“Wonder what dear old Captain Garrish is doing just now,” said Bobby dreamily, as they toasted their feet and hands over the grateful warmth of the stove.

“Better wonder what he’s saying,” chuckled Billy. “I bet he hasn’t any vocabulary left.”

“We sure left just in the nick of time, too,” remarked Fred thoughtfully. “I bet he was cooking up a way of making us tell what we knew.”

“Shouldn’t wonder,” said Bobby, and then told them what the hairy-faced giant on the ship had advised him to do.

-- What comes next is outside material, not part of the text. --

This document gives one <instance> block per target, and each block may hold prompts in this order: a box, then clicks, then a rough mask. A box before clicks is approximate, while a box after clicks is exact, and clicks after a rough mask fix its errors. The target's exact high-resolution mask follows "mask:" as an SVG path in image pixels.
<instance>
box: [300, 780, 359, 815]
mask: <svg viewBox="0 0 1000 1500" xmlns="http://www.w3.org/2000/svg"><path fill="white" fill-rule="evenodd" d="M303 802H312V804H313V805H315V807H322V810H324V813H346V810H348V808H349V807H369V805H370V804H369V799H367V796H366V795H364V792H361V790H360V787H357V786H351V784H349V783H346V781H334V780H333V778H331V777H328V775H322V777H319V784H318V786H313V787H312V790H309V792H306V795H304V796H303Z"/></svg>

The boys were intensely interested.

“Even the men knew Garrish had it in for us,” Bobby continued, adding with a chuckle: “But I bet this particular man didn’t expect us to take his advice and ‘beat it’ quite so quickly.”

“We’d probably be in prison now in the hold, eating hardtack out of the boxes to keep from starving,” said Mouser, and they looked at him reproachfully.

“Why remind us of such unpleasant things?” protested Billy, but Bobby came to Mouser’s defense.

“As far as I’m concerned,” he said, “I don’t mind a bit thinking about where we might be now. It makes this place seem even better by comparison. Say, fellows, did you ever dream a house made of snow could be so comfortable?”

“It sure beats me,” agreed Fred, beginning to wander about the room, examining the skins that hung on the walls. He drew one or two of them aside, disclosing the solid white wall of snow. “All the comforts of home!” exclaimed Bobby.